Results and discussion

Preliminary study:
No details on preliminary study.
Effect levelsopen allclose all
Key result
Sex:
male
Dose descriptor:
LD50
Effect level:
> 2 000 mg/kg bw
Based on:
test mat.
Key result
Sex:
female
Dose descriptor:
LD50
Effect level:
> 2 000 mg/kg bw
Based on:
test mat.
Mortality:
no mortality
Clinical signs:
Clinical signs were observed in male and female rats. On day of application reduced spontaneous reaction, drafted flanks, tumbling gait, pilorection, respiratory sounds were noticed. All clinical signs were reversible within 4 days.
Body weight:
No changes were observed.
Gross pathology:
No macroscopically visible changes were found.

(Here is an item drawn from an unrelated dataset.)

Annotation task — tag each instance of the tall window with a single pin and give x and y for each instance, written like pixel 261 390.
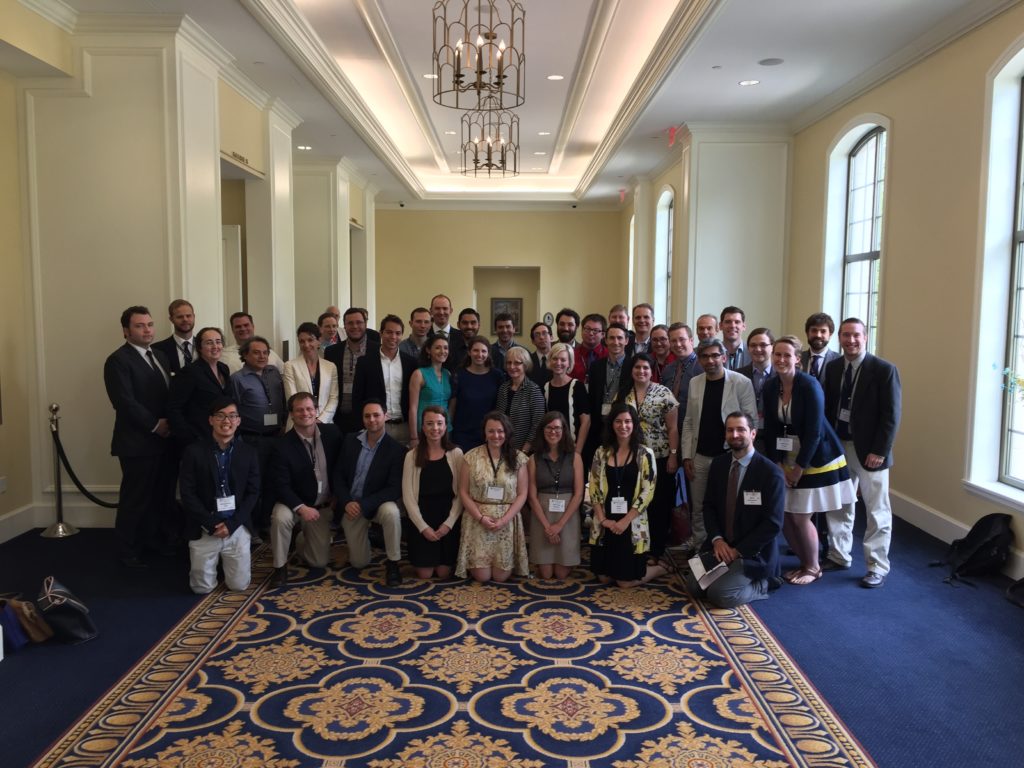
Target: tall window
pixel 862 254
pixel 663 254
pixel 1012 451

Applicant's summary and conclusion

Interpretation of results:
GHS criteria not met
Conclusions:
The LD50 value of the test item was determined to be > 2000 mg/kg bw.
Executive summary:

The acute oral toxicity of the test item was investigated in a study according to OECD TG 401 and EU Method B.1 with Wistar rats. Five animals of each sex were exposed to the test item by oral gavage at a limit dose of 2000 mg/kg bw. The animals were observed for 14 days. No mortality occured and the observed clinical signs (reduced spontaneous reaction, drafted flanks, tumbling gait, pilorection, respiratory sounds) were reversible within 4 days. The body weight was not affected. No macroscopic changes were noticed at necropsy. Therefore, the LD 50 was determined to be >2000 mg/kg bw.